Wolfgang Amadeus Mozart
Oboenkonzert C-Dur, KV 314

 

Steffen Schleiermacher
The Beginning – 5 Beckmann-Bilder für Orchester, Uraufführung


Das 3. Sinfoniekonzert stellt Widmungen, Vorbilder und die faszinierende Geschichte des Austauschs unter Künstler:innen aller Kunstformen in den Mittelpunkt. Im Jahr 1870 stieß Brahms auf sechs Feldpartien oder Divertimenti, die Joseph Haydn zugeschrieben wurden, vermutlich aber eher auf ein uraltes Wallfahrtslied aus dem Burgenland zurückgehen.
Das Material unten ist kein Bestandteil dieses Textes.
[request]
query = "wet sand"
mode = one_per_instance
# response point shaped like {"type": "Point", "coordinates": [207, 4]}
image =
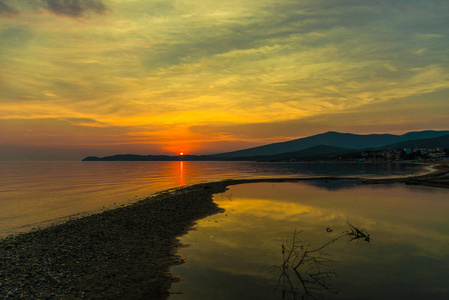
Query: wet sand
{"type": "Point", "coordinates": [126, 252]}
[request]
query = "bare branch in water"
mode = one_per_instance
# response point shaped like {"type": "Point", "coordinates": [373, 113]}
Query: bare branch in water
{"type": "Point", "coordinates": [305, 272]}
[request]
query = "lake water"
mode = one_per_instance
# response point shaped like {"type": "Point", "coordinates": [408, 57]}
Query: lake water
{"type": "Point", "coordinates": [35, 194]}
{"type": "Point", "coordinates": [238, 254]}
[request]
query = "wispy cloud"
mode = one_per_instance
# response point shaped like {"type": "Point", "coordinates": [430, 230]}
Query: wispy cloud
{"type": "Point", "coordinates": [199, 70]}
{"type": "Point", "coordinates": [70, 8]}
{"type": "Point", "coordinates": [75, 8]}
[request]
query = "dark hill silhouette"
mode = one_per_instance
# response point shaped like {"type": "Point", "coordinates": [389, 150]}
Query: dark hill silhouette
{"type": "Point", "coordinates": [335, 139]}
{"type": "Point", "coordinates": [439, 142]}
{"type": "Point", "coordinates": [315, 152]}
{"type": "Point", "coordinates": [325, 145]}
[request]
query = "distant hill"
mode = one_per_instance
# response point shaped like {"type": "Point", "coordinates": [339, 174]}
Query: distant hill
{"type": "Point", "coordinates": [335, 139]}
{"type": "Point", "coordinates": [439, 142]}
{"type": "Point", "coordinates": [326, 145]}
{"type": "Point", "coordinates": [315, 152]}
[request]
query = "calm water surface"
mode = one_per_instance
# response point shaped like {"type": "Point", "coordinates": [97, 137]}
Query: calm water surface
{"type": "Point", "coordinates": [39, 193]}
{"type": "Point", "coordinates": [238, 254]}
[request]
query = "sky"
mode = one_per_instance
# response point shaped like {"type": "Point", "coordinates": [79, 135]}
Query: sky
{"type": "Point", "coordinates": [104, 77]}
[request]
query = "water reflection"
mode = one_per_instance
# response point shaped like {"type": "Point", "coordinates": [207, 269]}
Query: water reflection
{"type": "Point", "coordinates": [305, 272]}
{"type": "Point", "coordinates": [231, 254]}
{"type": "Point", "coordinates": [181, 173]}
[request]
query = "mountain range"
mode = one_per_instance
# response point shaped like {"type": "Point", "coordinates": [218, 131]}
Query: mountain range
{"type": "Point", "coordinates": [327, 144]}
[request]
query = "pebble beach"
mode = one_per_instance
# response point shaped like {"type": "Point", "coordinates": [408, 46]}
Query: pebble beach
{"type": "Point", "coordinates": [125, 252]}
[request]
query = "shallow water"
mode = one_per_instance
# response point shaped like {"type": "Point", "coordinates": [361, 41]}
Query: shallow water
{"type": "Point", "coordinates": [234, 255]}
{"type": "Point", "coordinates": [35, 194]}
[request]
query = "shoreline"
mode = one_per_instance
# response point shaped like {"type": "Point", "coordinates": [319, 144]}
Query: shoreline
{"type": "Point", "coordinates": [127, 251]}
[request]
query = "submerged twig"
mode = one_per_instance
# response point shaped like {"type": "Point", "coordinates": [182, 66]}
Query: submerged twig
{"type": "Point", "coordinates": [305, 272]}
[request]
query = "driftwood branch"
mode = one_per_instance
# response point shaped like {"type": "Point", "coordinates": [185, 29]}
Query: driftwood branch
{"type": "Point", "coordinates": [305, 271]}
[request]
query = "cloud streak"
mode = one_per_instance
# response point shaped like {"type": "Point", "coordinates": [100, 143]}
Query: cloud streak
{"type": "Point", "coordinates": [75, 8]}
{"type": "Point", "coordinates": [69, 8]}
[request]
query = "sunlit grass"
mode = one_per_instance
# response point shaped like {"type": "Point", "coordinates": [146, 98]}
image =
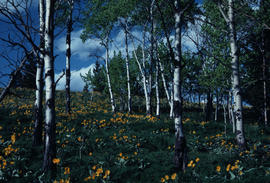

Brahms legte seinen Variationen den zweiten Satz aus dem sechsten Divertimento in B-Dur für 2 Oboen, 3 Fagotte, Serpent und 2 Hörner zugrunde. Dieser Satz ist überschrieben mit »Chorale St. Antoni«. Das musikalische Thema dieses Chorals trug Brahms drei Jahre lang mit sich herum, bevor er ihm in seinen acht Variationen ein Denkmal setzte.

 

Nicht nur Verarbeitung künstlerischer Inspiration, sondern ein lebendiger Austausch unter Komponistenkollegen ist auch von Joseph Haydn und seinem jungen Kollegen Wolfgang Amadeus Mozart bekannt, aus dem u. a. Mozarts »Haydn-Quartette« hervorgingen. Das Oboenkonzert KV 314 hingegen widmete Mozart in den späten 1770er Jahren dem gefeierten Oboenvirtuosen der Hofkapelle Salzburg, Giuseppe Ferlendis. Das Werk wurde mit riesigem Erfolg aufgeführt, ging dann aber der Nachwelt beinahe verloren, da Mozart es als Teil eines Auftragswerks zu einem Flötenkonzert umkomponierte. Erst die Wiederentdeckung der Originalfassung nach fast 200 Jahren sorgte für ein umjubeltes Comeback der Komposition in der Oboenwelt. Salomo Schweizer, der Solo-Oboist des Staatsorchesters Braunschweig, wird mit seinen Kolleg:innen dieses Werk dem Braunschweiger Publikum vorstellen.

 

Wolfgang Amadeus Mozart wiederum war Lieblingskomponist und Inspiration des Künstlers Max Beckmann, dem in diesem Jahr eine Sonderausstellung im Herzog Anton Ulrich-Museum gewidmet ist. Das Staatsorchester hat einen Kompositionsauftrag an den in Leipzig lebenden Komponisten Steffen Schleiermacher vergeben. Der sieht Beckmann seit langer Zeit als einen maßgeblichen Einfluss auf seine Kompositionsarbeit. Fünf der Beckmann-Bilder, die auch ab Oktober 2022 in Braunschweig zu sehen sein werden, die meisten sogar im Original, vertonte der Komponist für das groß besetzte Staatsorchester.